The Journal of Dora Damage(45)
‘Where have you been?’
‘At the sluicery.’
‘I can see that. What have you had to drink?’
‘Why? You offering me some more?’
‘No, I am not. But go on, then, tell me what happened, but hush you now, before you wake the squire.’ I took the parcel from him and placed it on the table; it felt like more manuscripts.
‘He was chuffed to pieces, Mrs D, to pieces. You won’t believe what he gave me. This.’ He opened his fist to show a handful of silver and brown coins. ‘Nah, that’s not it. Well it is, or it was. It was a friggin’ coach-wheel, Mrs D!’
‘A crown? He gave you a crown?’
‘Aye he did, and I said to him, I said, am I to give this back to Mr Damage, and he says no, Jack, my boy, it’s for you. It’s your tip, young lad, he called me.’
It was as much as I could do to restrain myself from snatching them out of the sot’s hand; the injustice of it stung my cheeks. Here my child was starving while Jack went out drinking on my employer’s gratuities.
‘And this is for you, he said it was.’ He waved a brown envelope in my face. I grabbed it, and felt inside to find a sovereign. It was more than I had handed over to Skinner.
Jack whistled. ‘A thick ’un an’ all. Crikey. And go on, open the parcel, Mrs D, when you’ve stopped dribblin’ over the balsam.’
I prised open the seal, and found inside several thin manuscripts and a letter from Mr Diprose.
Dear Mrs Damage,
I enclose twelve books which I would not trouble you to persue at any length. Their literary merit is scant; they belong to that subset of facetiae known as galanterie, and they are nothing but the simplest examples of that genre. Despite their gaudiness, I ask you to dress them with understated elegance, as one would make a lady of an opera-dancer. On the back of each must be the crest of Les Sauvages Nobles; underneath, one each of the following noms de plume, in the order in which the manuscripts are stacked herewith:
– Nocturnus
– Labor Bene
– P.cinis It.
– Monachus
– Vesica Quartus
– Beneficium Flumen
– Praemium Vir
– Clementia
– R. Equitavit
– Osmundanus
– Clericus
– Scalp-domus
Yours most sincerely, &c
Charles Diprose
* * *
I chose to ignore Diprose’s suggestion that I should not read the books, for I felt it important to distil the essence of the book on to the binding. But he was correct about their merit: they were sentimental novelettes with little thought of style, characterisation and plot, and I only managed to wade my way through the first three of the twelve.
The first was rather fancy in its descriptions of marital passion, and the protagonists preferred to do the act en plein air, as Diprose no doubt would have said.
The second made me blush even more, for the activity, although occurring inside the house this time, was not inside the marriage, and described with a bit less restraint.
By the time I reached the third, I wished I had taken Diprose’s advice more seriously.
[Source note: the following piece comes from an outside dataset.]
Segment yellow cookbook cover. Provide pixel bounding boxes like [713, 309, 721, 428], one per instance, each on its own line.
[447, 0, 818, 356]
I knew not how to clothe these naked bodies in the binding of a book.
Eventually I restored to the language of flowers. In the centre of each front cover, I wove a wreath of ivy leaves, as a symbol of wedded love and fidelity, and these poor souls needed all the help they could get. How appropriate, I thought at the time, that I lived in Ivy-street. And within each wreath of ivy, I placed a different bouquet of flowers according to the requirements of the story.
For the first, fern, for shelter from the elements.
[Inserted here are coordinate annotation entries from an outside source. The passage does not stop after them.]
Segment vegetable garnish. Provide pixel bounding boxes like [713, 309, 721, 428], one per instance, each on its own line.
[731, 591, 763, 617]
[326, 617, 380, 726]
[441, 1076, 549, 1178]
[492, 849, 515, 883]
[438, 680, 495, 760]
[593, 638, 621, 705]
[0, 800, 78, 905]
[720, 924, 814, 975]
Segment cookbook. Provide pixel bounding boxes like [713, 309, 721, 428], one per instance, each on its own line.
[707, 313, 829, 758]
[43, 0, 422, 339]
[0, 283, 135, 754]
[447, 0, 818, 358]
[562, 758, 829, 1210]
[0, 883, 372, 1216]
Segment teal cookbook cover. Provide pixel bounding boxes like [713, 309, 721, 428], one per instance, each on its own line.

For the second, marigold, for the health and vigour the protagonists clearly required.
For the third, euphorbia, to represent persistence, the key value praised therein.
And may the Lord bless my naïveté, for I made sure that the discerning booklover could delight himself with the discovery that, in each circlet of ivy leaves, every third leaf was in fact a heart.
Chapter Eight
When I was young and in my prime,
I’d done my work by dinner time;
But now I’m old and cannot trot
I’m obliged to work till eight o’clock.
'You are skimping on the household,’ Peter shouted at me from upstairs as yet another parcel arrived at the workshop.
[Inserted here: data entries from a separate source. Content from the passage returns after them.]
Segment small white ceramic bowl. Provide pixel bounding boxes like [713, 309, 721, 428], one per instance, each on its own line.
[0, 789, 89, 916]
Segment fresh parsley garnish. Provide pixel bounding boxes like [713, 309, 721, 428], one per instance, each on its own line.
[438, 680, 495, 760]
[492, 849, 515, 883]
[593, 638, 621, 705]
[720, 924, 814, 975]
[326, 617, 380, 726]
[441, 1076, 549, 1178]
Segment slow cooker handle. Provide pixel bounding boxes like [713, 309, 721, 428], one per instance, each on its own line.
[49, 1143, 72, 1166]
This one seemed innocuous enough at first glance: an Apocrypha, a Litany, a Paradise Lost and a Regain’d, an Areopagitica; two reprints of Michael Drayton’s The Nymphidia and The Muses Elizium; M. Felix Lajard’s Cult, Symbols and Attributes of Venus, published in Paris in 1837 and in need of a re-bind, a minute-book for a Turkish Bath company; several collections of correspondence; two Visitors’ Books, four blank account ledgers; twelve black journals; and various short anthropological, medical and anatomical tracts. Most were to receive the coat-of-arms of Les Sauvages Nobles, especially the blank ones, which would display it on the front cover, not the rear.